Pada 16 Maret 1972, penghancuran pertama bangunan di Pruitt-Igoe disiarkan di televisi nasional. Satu bulan kemudian, penghancuran kedua juga disiarkan. Foto ikonik penghancuran sangat berpengaruh di berbagai bidang – dari perencanaan kebijakan hingga arsitektur. Sejarah panjang Perumahan Rakyat dan berubahnya kota Amerika turut tergambar di situ.

1956, St. Louis, Missouri, USA — 1956 aerial view of the massive Pruitt-Igoe housing project in St. Louis. Minoru Yamasaki, architect. — © Bettmann/CORBIS

Dalam ikatan keprofesian arsitek Amerika pun muncul kritik terhadap Pruitt-Igoe.[11] Di masa kini, mudah bagi beberapa praktisi dan akademisi untuk melihat bahwa Pruitt-Igoe tidak mengindahkan faktor skala dan keberagaman fungsi (mixed-use). Penyeragaman bentuk dari rancangan awal telah dilakukan demi mengurangi anggaran. Skala pembangunan dianggap tidak sesuai dengan bentuk kota (lihat Gambar 4). Kolaborasi multidispliner antara pembuat kebijakan dengan semua profesi terkait pembangunan sangat mendesak dibutuhkan.

Banyak kritik lain tersirat maupun terucap dalam film The Pruitt-Igoe Myth. Bangunan modern dan high-maintenance tersebut ternyata tidak bisa bertahan. Terdapat masalah pengunaan, pembiaran dan kurangnya dana dari biaya sewa maupun anggaran pemerintah. Program rusun tidak responsif maupun partisipatif terhadap kebutuhan dan kondisi sosial-ekonomi penghuni. Lingkungan penuh teror dan ketakutan, terbentuk dalam waktu satu dekade saja, menciptakan kondisi yang tidak berkelanjutan.

Pola perubahan kota terkait dengan banyak faktor. Dalam konteks Peraturan 1949 dan kasus Pruitt-Igoe di Amerika, terlihat jelas bahwa penyediaan fisik perumahan saja tidak cukup mengatasi permasalahan perkotaan. Walau penyediaan diawali dengan niat baik, banyak dinamika politik dan ekonomi terjadi.

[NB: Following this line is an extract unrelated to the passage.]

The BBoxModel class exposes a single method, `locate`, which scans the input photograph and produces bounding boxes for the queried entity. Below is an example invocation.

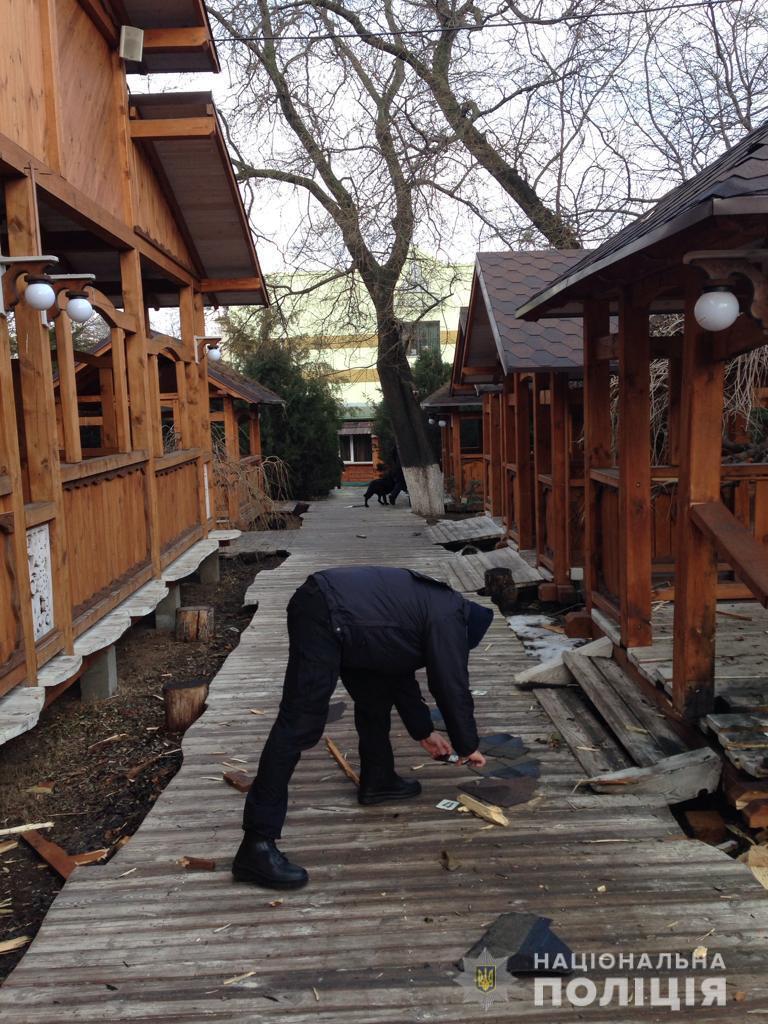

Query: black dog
[364,472,395,506]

Kesejahteraan umum dan keadilan sosial nisbi di hadapan kebutuhan industri. Minoritas yang miskin ekonomi maupun hak partisipasi terus tersingkir dalam perubahan kota; perubahan sosial, ekonomi, maupun bentuk fisiknya. Setengah abad kemudian, asap dan debu Pruitt-Igoe seakan masih menghantui Amerika.

Kota akan terus berubah. Dalam perubahan kota-kota di masa global ini, menilik sejarah dan pola yang pernah terjadi adalah kebutuhan imperatif. Kota akan berubah, tetapi dalam cara yang berbeda dari sebelumnya. Ketika kelak kota berubah, ingatlah lagi Pruitt-Igoe (The Pruitt-Igoe Myth, 2011).

[1] Moore, Rowan. Pruitt-Igoe: death of American urban dream. 26 Feb, 2012. http://www.theguardian.com/artanddesign/2012/feb/26/pruitt-igoe-myth-film-review diakses 20 Mei 2016

[2] Freeman, Richard. (1996) The 1949 Housing Act versus ‘urban renewal’ dalam EIR Vol. 23, N0. 50, 13 Desember 1996, hlm 27-29.

[3] Ibid, hlm 27

[4] Ibid, hlm 28

[5] Ibid, hlm 28

[6] Ibid, hlm 28

[7] Miller, Mark. What Causes Sprawl? 2 Oktober 2003. http://www.ncpa.org/pub/ba459 diakses 20 Mei 2016

[8] Galster et al (2001). “Wrestling Sprawl to the Ground: Defining and Measuring an Elusive Concept.” dari Wassmer (2005) Causes of Urban Sprawl (Decentralization) in the United States.

[9] Freeman, Richard (1996), hlm 29.

[10] Wikipedia. Pruitt-Igoe. https://en.wikipedia.org/wiki/Pruitt–Igoe. Diakses 20 Mei 2016.

[11] Cendón, Sara Fernández. Pruitt-Igoe 40 Years Later dalam American Institute of Architects Newsletter, 3 Februari 2012. http://www.aia.org/practicing/AIAB092656. Diakses 20 Mei 2016.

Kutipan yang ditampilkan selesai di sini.